The median PFS on the ripretinib arm was 6.3 months versus 1 month on the placebo arm. The HR was 0.16 which was very significant. The HR shows quite a difference between the curves between ripretinib and placebo.
[While] it's important to emphasize that the primary end point was PFS, the response rate is worth mentioning; [it] was about 10% in the experimental arm and there were no RECIST responses in the control arm. The response rate wasn't very high from a RECIST [criteria v1.1] point of view; however, on the other hand, there were a large number of patients who achieved stable disease. The disease control rate was 14.5 months, so quite a number of patients had stabilized disease.

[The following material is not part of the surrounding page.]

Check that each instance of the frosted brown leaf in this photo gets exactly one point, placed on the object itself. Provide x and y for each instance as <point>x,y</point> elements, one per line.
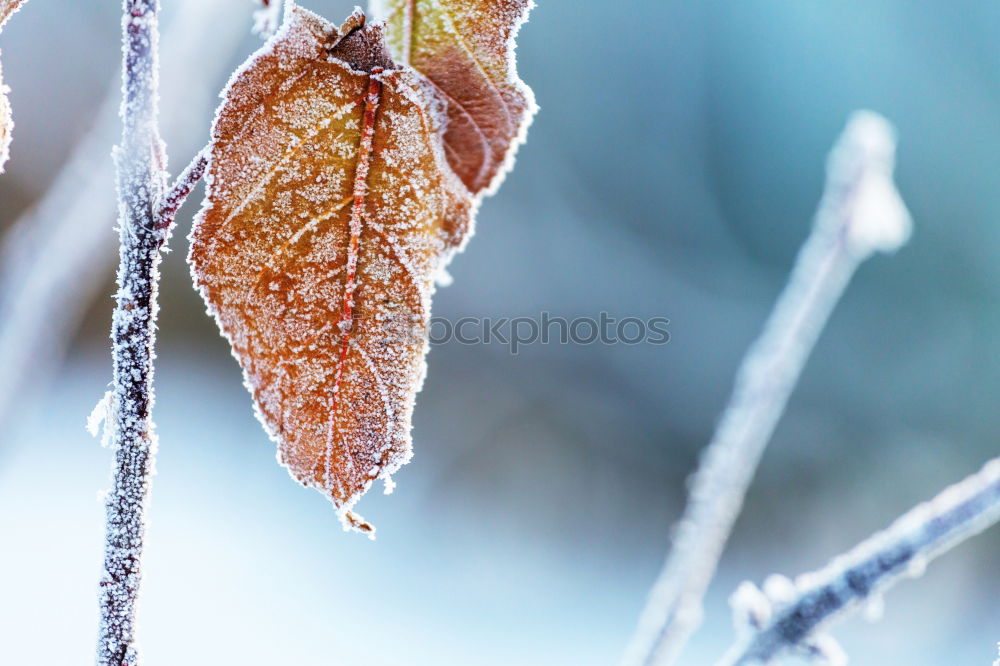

In terms of OS, which is another important end point, there was a significant difference in survival between the 2 arms—even with crossover. The median OS has not yet been reached in the ripretinib arm versus 6.3 months in the placebo arm; [there was] a very big difference in survival between the 2 arms.
The safety profile [of ripretinib] was pretty similar to that of most TKIs. Nothing very surprising [was observed] in terms of AEs. One toxicity that is a bit more common with ripretinib compared with the other classes of TKIs used in advanced GIST is alopecia; there appears to be somewhat more alopecia in this group. Otherwise, the drug was found to be reasonably well tolerated.
Also, the QoL of patients in the ripretinib arm was maintained or improved throughout the duration of treatment, as opposed to what happened in the placebo arm where QoL, unfortunately, deteriorated.
This is an important registration study for ripretinib; it demonstrated that the agent is active in this condition and not only does it improve PFS and OS, but it also improves QoL. The drug was approved by the FDA this year. In terms of future steps, the current study that is ongoing is called INTRIGUE. INTRIGUE is examining ripretinib versus sunitinib in the second-line setting of advanced GIST. That study is recruiting and is likely to be reported on in the not-too-distant future. [This research] is important because it brings ripretinib forward, earlier [on in the] management of advanced GIST.
The question of what happens next is a good one and there'll be many people thinking about where to place ripretinib. Should it be tested in the first-line setting? Should it be evaluated in the adjuvant setting? Should it be tested in those with high-risk disease? There are a number of [areas of potential exploration] but, at the moment, I don't know of any publicly announced plans.
Another important drug that has recently been approved by the FDA for the treatment of [patients with] advanced GIST is avapritinib (Ayvakyt); this drug was also tested and reported on this year. [The agent] has a major sweet spot in terms of activity in the group of patients with GIST who harbor a mutation in the PDGFRA gene. The common mutation that occurs there in exon 18 is D842V. Patients with a mutation in that particular exon achieved a very high response rate with avapritinib. Now, that drug is also on the market in some parts of the world. [Avapritinib] is an important part of the treatment armamentarium and the management of this disease.
Research [will] continue. This is an important disease; It's the most common sarcoma of the gastrointestinal tract and is a relatively rare disease in its own right. Research in this area has been an incredible effort over 2 decades; it has led to a very substantial benefit for many patients.